House body investigates Metro water crisis

Kristine Sabillo, ABS-CBN News

Posted at Mar 18 2019 07:37 AM | Updated as of Mar 21 2019 04:54 PM

Residents in Barangay Addition Hills in Mandaluyong City collect water from a tank as a supply shortage in the capital rages. Mark Demayo, ABS-CBN News/File

MANILA -- A House of Representatives committee on Monday investigated the water crisis in Metro Manila that has brought misery to tens of thousands and disrupted businesses.

Speaker Gloria Macapagal-Arroyo presided over the hearing. Quezon City Rep. Winston Castelo, whose committee convened the hearing, called the water shortage "gigantic and catastrophic."

The shortage affects a total of 1.2 million households in the east zone of Metro Manila, serviced by Ayala-led Manila Water.
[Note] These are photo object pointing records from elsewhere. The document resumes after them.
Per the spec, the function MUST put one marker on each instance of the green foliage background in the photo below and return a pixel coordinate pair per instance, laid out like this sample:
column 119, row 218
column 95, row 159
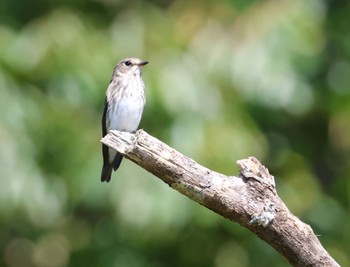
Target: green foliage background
column 226, row 80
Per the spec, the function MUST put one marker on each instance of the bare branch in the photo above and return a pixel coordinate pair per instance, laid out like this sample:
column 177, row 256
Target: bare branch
column 249, row 199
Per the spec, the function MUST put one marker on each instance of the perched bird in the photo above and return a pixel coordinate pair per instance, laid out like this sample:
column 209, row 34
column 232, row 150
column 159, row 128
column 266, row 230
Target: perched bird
column 124, row 103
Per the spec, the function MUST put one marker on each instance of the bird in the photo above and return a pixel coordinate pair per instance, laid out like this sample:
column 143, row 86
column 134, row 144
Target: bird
column 123, row 107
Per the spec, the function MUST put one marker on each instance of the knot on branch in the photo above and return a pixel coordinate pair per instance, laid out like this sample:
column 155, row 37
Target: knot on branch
column 251, row 168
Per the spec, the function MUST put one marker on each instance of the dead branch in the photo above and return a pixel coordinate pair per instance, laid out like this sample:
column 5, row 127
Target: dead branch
column 249, row 198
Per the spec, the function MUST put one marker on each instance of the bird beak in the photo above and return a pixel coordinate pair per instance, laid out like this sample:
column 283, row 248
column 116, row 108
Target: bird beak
column 142, row 63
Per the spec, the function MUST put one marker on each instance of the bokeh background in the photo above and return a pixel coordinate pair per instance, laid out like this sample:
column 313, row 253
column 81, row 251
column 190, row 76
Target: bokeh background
column 227, row 79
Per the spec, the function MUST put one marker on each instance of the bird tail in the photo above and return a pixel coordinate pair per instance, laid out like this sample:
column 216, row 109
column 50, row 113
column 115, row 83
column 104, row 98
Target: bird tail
column 106, row 172
column 107, row 168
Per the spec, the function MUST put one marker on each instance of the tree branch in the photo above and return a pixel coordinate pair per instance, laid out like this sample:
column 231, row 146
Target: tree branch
column 249, row 199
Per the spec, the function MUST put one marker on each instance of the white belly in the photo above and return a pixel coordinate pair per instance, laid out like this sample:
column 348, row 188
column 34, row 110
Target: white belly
column 127, row 115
The west zone, under Maynilad Water Services Inc, is unaffected.

Among those invited as resource persons to the hearing are Health Secretary Francisco Duque, mayors of affected cities and officials of the water regulator, Metropolitan Waterworks and Sewerage System.

In his presentation, MWSS Administrator Reynaldo Velasco said Manila Water got a smaller allocation because it had "areas that are more vacant" when it started sourcing water from Angat Dam 21 years ago.

Velasco, during his presentation, enumerated short-term solutions for the shortage, including Maynilad’s transfer of 10 million liters per day of allocation to Manila Water through the La Mesa Portal and cross border sharing of water.

Manila Water is also expecting reprieve from the Cardona treatment plant in Rizal province, which will be able to process 100 million liters per day, as well as the reactivation of 101 standby deep wells.

Long term solutions include the opening of the Kaliwa Dam and the phase 2 for Laiban Dam, and the construction of tunnels and aqueducts, said Velasco.

Possible new water sources explored are the rehabilitation of Wawa Dam, the Bayabas Dam, the Sumag River Diversion Project and the utilization of water from Angat-Norzagaray, he said.

The Senate public services committee under Sen. Grace Poe, will open a separate hearing on the water crisis later this week.